– Да, где? – добавил Тоби, неизменно храбрый там, где нет врага. – Война не по ноге, жмет да трет? Так марш, марш вперед, пока не разносится!
– Ты говоришь о войне, словно это сапог, – ответил Орсино. – И я со страхом думаю о том, скольких придется растоптать в прах, пока этот сапог разносится. Я получил известие: в морском бою близ Саленто мой шурин был захвачен никем иным, как арагонцами, подданными дона Педро. Что ж, я буду только рад исполнить свой долг, обменяв их принца на моего родственника.
Виола ахнула, но ее голос утонул в общем ропоте. Ее переполняли смешанные чувства – к ней вернулся страх, с которым она провожала брата на бой, и в то же время она отчаянно гордилась мужем, поступавшим по чести вопреки всему этому сборищу забулдыг, подлецов и чудовищ.
– Как знать, – продолжал Орсино, – быть может, этот жест поспособствует и более долговечному взаимопониманию между нами и противником? Мне сообщили о браке сына Франческо с дочерью Фердинанда. Неужели ненависть между братьями может быть сильнее подобной любви? А что касается меня, я давно сыт этой войной по горло.
Но скотт продолжал настаивать на своем:
– Война – единственная игра, достойная принцев. Неужели ты станешь единственным карликом среди всех правителей Европы и по-бабьи уклонишься от драки? Подумал ли ты о том, как будут смеяться над твоим народом и под какой угрозой окажутся твои рубежи? Путь к возвышению в жизни лишь один: вцепиться в нее зубами, как хищный зверь!
Взгляд Орсино остался невозмутим:
– Но что, если у нее есть шипы? Я видел в вересковых зарослях множество ястребов, погибших оттого, что не смогли выпустить схваченного. Когда пришла война, ты явился ко мне и предложил мне свою мощь, и до сих пор твои ведьмы летают над полями битв в далеких землях, губя солдат противника и наши собственные души. Ты уверял, будто пришел на помощь лишь потому, что наше дело правое, но теперь я начинаю думать, что ты – не благородный орел, каким объявляешь себя, а ворон, падальщик, готовый завалить трупами весь мир, чтоб только прокормиться.

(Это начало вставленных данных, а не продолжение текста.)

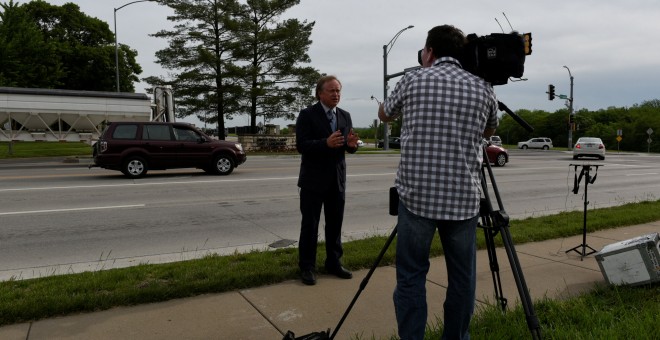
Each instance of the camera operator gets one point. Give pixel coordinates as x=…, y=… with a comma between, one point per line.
x=446, y=113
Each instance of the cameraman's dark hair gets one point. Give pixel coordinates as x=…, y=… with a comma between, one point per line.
x=446, y=41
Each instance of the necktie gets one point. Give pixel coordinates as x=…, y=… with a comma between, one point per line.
x=333, y=120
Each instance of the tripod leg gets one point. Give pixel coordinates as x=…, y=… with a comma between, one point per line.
x=489, y=234
x=364, y=282
x=519, y=278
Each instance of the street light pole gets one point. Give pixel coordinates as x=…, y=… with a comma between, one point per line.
x=116, y=45
x=386, y=50
x=571, y=117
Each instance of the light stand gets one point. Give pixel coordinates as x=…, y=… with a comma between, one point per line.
x=586, y=168
x=386, y=50
x=116, y=44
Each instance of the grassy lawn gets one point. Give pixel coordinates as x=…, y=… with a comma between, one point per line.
x=609, y=312
x=605, y=313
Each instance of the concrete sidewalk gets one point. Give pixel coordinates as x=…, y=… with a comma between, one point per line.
x=268, y=312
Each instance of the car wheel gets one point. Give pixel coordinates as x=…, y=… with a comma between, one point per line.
x=500, y=160
x=223, y=165
x=134, y=167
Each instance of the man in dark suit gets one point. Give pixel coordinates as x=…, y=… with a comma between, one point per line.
x=324, y=133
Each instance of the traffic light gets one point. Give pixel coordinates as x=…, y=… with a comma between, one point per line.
x=551, y=92
x=527, y=38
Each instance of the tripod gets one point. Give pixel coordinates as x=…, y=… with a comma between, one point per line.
x=494, y=222
x=586, y=168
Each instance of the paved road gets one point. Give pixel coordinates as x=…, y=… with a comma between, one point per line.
x=65, y=218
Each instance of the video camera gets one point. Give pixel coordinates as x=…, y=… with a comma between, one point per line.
x=495, y=57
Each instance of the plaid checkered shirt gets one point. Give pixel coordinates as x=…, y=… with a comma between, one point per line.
x=445, y=111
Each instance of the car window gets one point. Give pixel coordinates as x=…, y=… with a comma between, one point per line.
x=128, y=131
x=156, y=132
x=184, y=134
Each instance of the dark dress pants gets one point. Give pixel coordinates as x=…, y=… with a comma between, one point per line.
x=311, y=203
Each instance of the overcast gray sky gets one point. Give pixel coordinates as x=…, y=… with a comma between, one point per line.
x=610, y=47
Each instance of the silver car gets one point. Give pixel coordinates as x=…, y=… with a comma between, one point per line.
x=589, y=146
x=544, y=143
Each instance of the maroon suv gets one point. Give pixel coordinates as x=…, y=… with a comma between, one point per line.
x=137, y=147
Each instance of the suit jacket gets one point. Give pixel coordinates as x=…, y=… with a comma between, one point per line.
x=321, y=165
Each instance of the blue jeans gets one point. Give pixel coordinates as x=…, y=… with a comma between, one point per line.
x=458, y=238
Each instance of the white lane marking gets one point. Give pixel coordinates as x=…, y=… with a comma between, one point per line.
x=174, y=183
x=71, y=209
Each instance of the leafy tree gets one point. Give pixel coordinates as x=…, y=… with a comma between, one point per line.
x=201, y=50
x=26, y=59
x=274, y=83
x=234, y=58
x=61, y=47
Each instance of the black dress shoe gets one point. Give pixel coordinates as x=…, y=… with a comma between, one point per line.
x=308, y=277
x=340, y=272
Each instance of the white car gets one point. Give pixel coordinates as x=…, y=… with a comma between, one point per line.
x=536, y=143
x=589, y=146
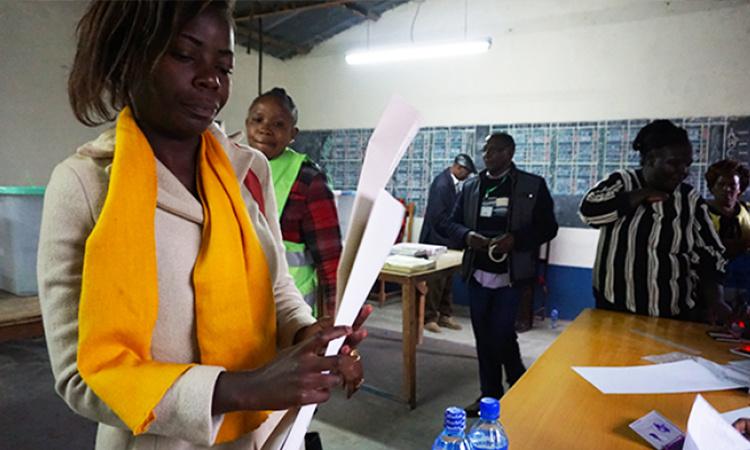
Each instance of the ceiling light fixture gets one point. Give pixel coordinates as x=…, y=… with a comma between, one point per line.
x=418, y=51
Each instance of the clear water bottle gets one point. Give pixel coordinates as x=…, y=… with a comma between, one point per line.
x=553, y=316
x=453, y=437
x=487, y=432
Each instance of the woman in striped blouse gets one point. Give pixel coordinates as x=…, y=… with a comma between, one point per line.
x=658, y=253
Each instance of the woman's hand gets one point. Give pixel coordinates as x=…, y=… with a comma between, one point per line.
x=350, y=367
x=743, y=426
x=294, y=378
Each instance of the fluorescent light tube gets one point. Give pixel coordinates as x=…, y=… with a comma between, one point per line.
x=418, y=51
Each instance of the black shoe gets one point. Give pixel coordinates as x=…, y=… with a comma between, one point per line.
x=473, y=409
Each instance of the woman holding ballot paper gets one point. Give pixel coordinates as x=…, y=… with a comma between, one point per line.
x=169, y=312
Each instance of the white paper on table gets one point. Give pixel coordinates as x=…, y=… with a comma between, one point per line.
x=384, y=225
x=707, y=430
x=396, y=129
x=731, y=416
x=680, y=376
x=667, y=357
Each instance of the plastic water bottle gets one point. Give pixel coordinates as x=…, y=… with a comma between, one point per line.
x=487, y=432
x=553, y=316
x=453, y=437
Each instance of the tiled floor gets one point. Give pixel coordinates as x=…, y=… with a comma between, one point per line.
x=426, y=420
x=388, y=424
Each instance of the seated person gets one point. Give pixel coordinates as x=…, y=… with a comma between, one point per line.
x=727, y=180
x=656, y=239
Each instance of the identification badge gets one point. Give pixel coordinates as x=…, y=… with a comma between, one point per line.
x=657, y=430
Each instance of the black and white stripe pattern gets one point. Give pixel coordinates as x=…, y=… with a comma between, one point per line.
x=647, y=258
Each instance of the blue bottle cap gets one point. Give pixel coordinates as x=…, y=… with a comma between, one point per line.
x=455, y=419
x=489, y=408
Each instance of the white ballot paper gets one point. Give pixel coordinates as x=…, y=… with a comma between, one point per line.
x=374, y=225
x=731, y=416
x=707, y=430
x=680, y=376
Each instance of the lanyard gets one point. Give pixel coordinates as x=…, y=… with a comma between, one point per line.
x=495, y=187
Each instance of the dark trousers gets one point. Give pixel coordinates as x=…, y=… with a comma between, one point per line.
x=438, y=302
x=493, y=317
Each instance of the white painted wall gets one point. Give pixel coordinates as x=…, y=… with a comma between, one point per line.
x=551, y=61
x=37, y=127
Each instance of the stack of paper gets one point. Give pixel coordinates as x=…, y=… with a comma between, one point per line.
x=408, y=264
x=707, y=430
x=418, y=250
x=375, y=222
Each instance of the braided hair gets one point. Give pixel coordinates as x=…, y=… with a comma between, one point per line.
x=659, y=134
x=118, y=44
x=285, y=99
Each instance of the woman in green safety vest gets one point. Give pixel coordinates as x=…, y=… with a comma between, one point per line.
x=309, y=223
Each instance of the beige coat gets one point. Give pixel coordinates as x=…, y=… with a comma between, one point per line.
x=72, y=204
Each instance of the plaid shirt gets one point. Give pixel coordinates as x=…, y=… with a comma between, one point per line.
x=310, y=217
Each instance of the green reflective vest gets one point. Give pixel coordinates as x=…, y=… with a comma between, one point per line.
x=284, y=171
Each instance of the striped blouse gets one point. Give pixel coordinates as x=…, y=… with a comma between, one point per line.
x=648, y=259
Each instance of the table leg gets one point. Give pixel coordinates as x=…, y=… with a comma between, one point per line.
x=421, y=293
x=410, y=337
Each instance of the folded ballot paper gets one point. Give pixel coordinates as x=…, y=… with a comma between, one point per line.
x=408, y=264
x=374, y=225
x=418, y=250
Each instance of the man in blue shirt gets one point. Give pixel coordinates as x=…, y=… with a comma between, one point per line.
x=443, y=192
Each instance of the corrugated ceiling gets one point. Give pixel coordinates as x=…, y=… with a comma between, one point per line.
x=291, y=28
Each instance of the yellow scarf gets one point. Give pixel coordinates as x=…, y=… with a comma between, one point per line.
x=234, y=307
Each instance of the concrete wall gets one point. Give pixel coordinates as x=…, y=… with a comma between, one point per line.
x=550, y=61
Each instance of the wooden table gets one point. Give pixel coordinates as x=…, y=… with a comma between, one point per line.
x=413, y=312
x=552, y=407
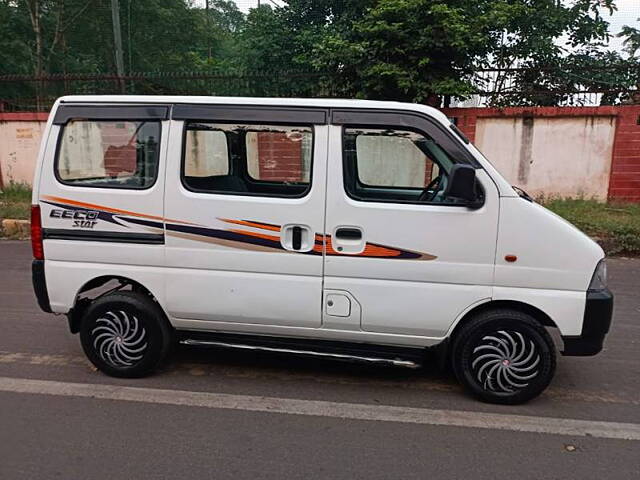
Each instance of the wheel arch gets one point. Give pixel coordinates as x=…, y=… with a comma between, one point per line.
x=81, y=303
x=443, y=349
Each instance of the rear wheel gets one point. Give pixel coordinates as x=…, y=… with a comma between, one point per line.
x=125, y=334
x=504, y=356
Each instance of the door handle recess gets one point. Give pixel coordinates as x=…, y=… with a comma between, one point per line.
x=296, y=238
x=349, y=233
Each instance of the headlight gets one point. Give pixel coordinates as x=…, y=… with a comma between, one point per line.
x=599, y=279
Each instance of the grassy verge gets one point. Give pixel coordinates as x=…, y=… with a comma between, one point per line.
x=15, y=201
x=616, y=227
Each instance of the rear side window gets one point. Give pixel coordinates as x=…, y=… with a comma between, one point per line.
x=269, y=160
x=116, y=154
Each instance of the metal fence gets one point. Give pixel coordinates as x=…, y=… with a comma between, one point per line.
x=489, y=87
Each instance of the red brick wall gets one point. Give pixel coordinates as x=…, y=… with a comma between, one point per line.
x=624, y=183
x=279, y=158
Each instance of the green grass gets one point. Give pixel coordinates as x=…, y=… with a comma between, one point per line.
x=15, y=201
x=615, y=226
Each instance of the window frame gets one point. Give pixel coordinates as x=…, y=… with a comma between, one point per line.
x=245, y=171
x=405, y=121
x=183, y=162
x=387, y=187
x=67, y=120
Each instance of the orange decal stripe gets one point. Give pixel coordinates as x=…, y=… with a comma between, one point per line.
x=257, y=235
x=247, y=223
x=94, y=206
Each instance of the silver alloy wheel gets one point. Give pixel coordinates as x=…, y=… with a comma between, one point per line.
x=119, y=339
x=505, y=362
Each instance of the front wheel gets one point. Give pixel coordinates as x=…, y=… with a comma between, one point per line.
x=125, y=334
x=504, y=356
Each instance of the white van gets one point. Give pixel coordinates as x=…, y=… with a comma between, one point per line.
x=356, y=230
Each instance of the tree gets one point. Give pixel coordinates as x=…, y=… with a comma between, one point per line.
x=416, y=49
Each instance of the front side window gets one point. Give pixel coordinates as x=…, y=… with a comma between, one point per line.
x=247, y=159
x=394, y=165
x=116, y=154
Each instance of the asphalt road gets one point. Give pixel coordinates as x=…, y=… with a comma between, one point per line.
x=218, y=414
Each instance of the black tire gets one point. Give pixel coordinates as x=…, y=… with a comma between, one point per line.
x=503, y=356
x=125, y=334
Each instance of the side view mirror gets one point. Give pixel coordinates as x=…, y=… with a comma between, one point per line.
x=462, y=186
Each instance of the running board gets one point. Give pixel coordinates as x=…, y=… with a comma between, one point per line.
x=360, y=357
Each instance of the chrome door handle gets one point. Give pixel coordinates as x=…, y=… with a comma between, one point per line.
x=297, y=238
x=346, y=233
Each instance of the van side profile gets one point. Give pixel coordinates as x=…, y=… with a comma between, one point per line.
x=356, y=230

– О, добрый герцог, – вклинился в разговор Хуан, – не думайте, что брат мой сдержит хоть одно из данных вам обещаний. Освободите его – и он перережет горло вашему родственнику, едва ступив на арагонскую землю. Коль вы готовы вступить в переговоры с противником, вот перед вами я, сын Арагона, чье содействие может решить дело миром, если только мой брат не получит свободу и не испортит все, чтоб насолить мне.
Холодный взгляд Орсино обратился на него.
– Не стану препятствовать сэру Тоби, взявшему вас себе в собутыльники – этой казни с вас будет довольно, но не думайте, будто я не слышу змеиного коварства ваших слов, дон Хуан. Теперь пусть мне приготовят комнаты – удобные и прибранные, в коих пристало остановиться если не герцогу, то хотя бы доброму христианину. Я должен написать письмо, которое отправлю в Арагон с доном Педро.
Стоило Орсино удалиться, дон Хуан почувствовал, что больше не способен даже делать вид, будто наслаждается пьяной компанией сэра Тоби. Один раз, один-единственный раз он оказался так близок к тому, чтобы избавить мир от братца и открыть себе путь к арагонскому трону – к мечте, которую фортуна постоянно держала у него перед носом, да так и не уронила ему на колени…
Протиснувшись мимо выдающегося брюха сэра Тоби, он вышел из-за стола и углубился в крепость, чтобы остаться наедине со своими мрачными мыслями.
Иметь такого брата, как дон Педро, означало неминуемо загубленную жизнь. Какие шансы, какие надежды могли быть у него, с рождения росшего в тени человека, приводящего в восхищение всех и вся и битком набитого различными достоинствами? Как мог несчастный Хуан претендовать на честь, благородство и доброту, когда все это было монополией старшего брата? Что осталось Хуану, кроме общества негодяев и умения говорить им то, что они хотят слышать.
Очевидно, Орсино не поддался его лицемерию. Молва называла его ширмой, тряпкой под каблуком мужеподобной женушки, человеком, не способным ни к чему, кроме мечтаний и поэзии. Увы, дон Хуан только что видел перед собой совсем иного человека. Пожалуй, Иллирия находилась в лучших руках, чем он думал, и это оставляло Хуану куда меньше возможностей преуспеть в своих интригах.